School leaders play an integral role in cultivating a culture of critical care in our schools. By making “changes to the vision that they promote and the programs they introduce in order to support their school in (a) forging strong interpersonal relationships between students, faculty, and administration and (b) holding high expectations for student success in high school and beyond” (Tichnor-Wagner & Allen, 2016, p. 410), leaders are able to ensure that teachers are moving towards hard care and are adopting a mindset and pedagogy grounded in critical care. I am left wondering about how school leaders can model hard care with their staff and how important it is that they uphold and model high expectations for their teachers so that it can trickle down to students.

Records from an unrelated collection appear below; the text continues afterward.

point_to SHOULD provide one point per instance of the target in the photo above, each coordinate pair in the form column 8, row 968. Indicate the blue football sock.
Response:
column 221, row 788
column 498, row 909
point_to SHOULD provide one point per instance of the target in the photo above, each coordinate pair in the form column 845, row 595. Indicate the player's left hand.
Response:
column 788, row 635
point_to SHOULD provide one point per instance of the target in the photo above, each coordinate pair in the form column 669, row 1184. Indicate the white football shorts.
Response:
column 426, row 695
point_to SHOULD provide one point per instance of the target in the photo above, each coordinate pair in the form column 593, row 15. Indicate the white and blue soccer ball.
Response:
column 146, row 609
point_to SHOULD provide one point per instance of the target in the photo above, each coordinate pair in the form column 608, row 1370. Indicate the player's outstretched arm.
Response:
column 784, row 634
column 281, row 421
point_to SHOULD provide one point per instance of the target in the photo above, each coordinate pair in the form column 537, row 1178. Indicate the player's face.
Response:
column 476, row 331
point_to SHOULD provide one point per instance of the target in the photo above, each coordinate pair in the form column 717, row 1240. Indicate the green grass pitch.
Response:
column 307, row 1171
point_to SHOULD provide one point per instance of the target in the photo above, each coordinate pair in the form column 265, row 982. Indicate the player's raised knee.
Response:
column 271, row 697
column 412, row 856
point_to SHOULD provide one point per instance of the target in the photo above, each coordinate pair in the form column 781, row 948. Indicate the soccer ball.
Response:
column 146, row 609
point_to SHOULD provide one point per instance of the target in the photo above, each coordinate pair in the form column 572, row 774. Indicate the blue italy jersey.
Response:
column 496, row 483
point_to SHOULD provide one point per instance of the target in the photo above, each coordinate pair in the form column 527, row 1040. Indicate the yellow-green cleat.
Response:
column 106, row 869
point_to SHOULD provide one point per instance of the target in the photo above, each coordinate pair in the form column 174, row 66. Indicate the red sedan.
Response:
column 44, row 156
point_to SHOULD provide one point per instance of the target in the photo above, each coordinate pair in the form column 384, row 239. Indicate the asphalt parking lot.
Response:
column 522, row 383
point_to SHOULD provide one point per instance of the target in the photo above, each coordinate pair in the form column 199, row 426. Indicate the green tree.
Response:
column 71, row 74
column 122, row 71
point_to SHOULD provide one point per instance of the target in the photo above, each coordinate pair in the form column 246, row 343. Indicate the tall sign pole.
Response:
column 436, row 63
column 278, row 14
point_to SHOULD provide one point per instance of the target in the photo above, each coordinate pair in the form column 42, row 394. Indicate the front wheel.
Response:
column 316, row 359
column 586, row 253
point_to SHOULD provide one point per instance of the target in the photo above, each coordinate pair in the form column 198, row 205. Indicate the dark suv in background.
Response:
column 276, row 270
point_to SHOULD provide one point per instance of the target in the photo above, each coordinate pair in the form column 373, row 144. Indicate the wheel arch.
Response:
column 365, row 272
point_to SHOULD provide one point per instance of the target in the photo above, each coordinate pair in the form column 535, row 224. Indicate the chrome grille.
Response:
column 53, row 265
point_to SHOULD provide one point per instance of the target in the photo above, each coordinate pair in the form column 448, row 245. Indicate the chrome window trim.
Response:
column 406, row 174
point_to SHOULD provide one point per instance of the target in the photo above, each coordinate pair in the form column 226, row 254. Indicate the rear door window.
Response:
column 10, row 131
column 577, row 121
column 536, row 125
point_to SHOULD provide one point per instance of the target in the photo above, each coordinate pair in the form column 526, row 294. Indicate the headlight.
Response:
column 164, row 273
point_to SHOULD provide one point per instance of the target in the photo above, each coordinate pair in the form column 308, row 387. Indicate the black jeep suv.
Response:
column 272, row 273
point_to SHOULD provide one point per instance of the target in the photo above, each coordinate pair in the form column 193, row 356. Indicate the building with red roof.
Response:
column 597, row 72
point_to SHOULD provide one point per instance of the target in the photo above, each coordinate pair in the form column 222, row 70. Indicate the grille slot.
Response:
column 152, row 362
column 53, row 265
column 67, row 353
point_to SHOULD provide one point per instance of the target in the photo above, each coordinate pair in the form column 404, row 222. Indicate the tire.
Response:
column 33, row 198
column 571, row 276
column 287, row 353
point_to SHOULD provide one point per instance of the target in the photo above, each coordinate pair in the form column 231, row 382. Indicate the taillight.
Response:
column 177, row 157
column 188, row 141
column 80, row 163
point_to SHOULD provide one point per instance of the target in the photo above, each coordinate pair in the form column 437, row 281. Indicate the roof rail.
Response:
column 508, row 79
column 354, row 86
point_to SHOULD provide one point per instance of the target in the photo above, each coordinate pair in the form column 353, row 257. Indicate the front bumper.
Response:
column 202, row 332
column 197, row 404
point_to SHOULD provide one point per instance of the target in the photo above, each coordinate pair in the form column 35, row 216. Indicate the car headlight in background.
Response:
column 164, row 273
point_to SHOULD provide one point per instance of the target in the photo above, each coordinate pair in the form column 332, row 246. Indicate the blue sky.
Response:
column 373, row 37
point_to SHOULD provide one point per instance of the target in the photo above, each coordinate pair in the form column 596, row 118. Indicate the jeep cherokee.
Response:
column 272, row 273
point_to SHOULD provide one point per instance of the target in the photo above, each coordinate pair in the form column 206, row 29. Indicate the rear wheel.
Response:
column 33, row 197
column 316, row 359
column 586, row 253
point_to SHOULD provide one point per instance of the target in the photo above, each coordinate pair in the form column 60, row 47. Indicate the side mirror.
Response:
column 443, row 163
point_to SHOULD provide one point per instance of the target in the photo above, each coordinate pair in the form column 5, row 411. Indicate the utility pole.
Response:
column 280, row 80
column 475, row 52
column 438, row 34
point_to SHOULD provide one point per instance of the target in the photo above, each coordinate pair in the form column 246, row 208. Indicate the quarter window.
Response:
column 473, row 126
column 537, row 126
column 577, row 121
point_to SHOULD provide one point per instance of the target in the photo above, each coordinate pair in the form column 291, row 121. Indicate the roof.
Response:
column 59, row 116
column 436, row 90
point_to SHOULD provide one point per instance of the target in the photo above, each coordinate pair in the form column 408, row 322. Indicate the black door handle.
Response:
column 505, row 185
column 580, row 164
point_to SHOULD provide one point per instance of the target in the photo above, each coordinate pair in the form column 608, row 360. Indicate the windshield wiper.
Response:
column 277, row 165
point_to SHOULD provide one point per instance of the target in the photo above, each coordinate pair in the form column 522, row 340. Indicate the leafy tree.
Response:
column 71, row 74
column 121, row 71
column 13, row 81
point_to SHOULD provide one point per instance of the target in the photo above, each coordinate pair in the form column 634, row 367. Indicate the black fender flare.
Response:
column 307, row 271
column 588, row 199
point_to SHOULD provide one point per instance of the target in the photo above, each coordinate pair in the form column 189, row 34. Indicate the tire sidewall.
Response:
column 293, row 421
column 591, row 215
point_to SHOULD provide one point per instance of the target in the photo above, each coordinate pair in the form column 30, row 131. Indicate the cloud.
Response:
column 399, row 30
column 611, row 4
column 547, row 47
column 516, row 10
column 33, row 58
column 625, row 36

1 thought on “Lindsay Romano Week 7 Post

  1. Mariatere Tapias

    Hi Lindsay!

    I was also really drawn to these ideas of hard and soft care. It is also interesting to see how you’re thinking about these concepts, now that I know you work with teachers. I’m curious to hear what you think about the use of hard and soft as descriptors. This reminded me of some of the questions that came up in class after watching, Lean on Me. I found the use of these terms questionable. That we need to ask ourselves why students of color need “hard” care and strategies to succeed? Why we continue to imagine soft as poor, weak, or lacking? I see soft as the direction we need to move in. Understood as being deep spaces for loving, learning, criticality, and transformation.

    Some thoughts and questions after reading your entry.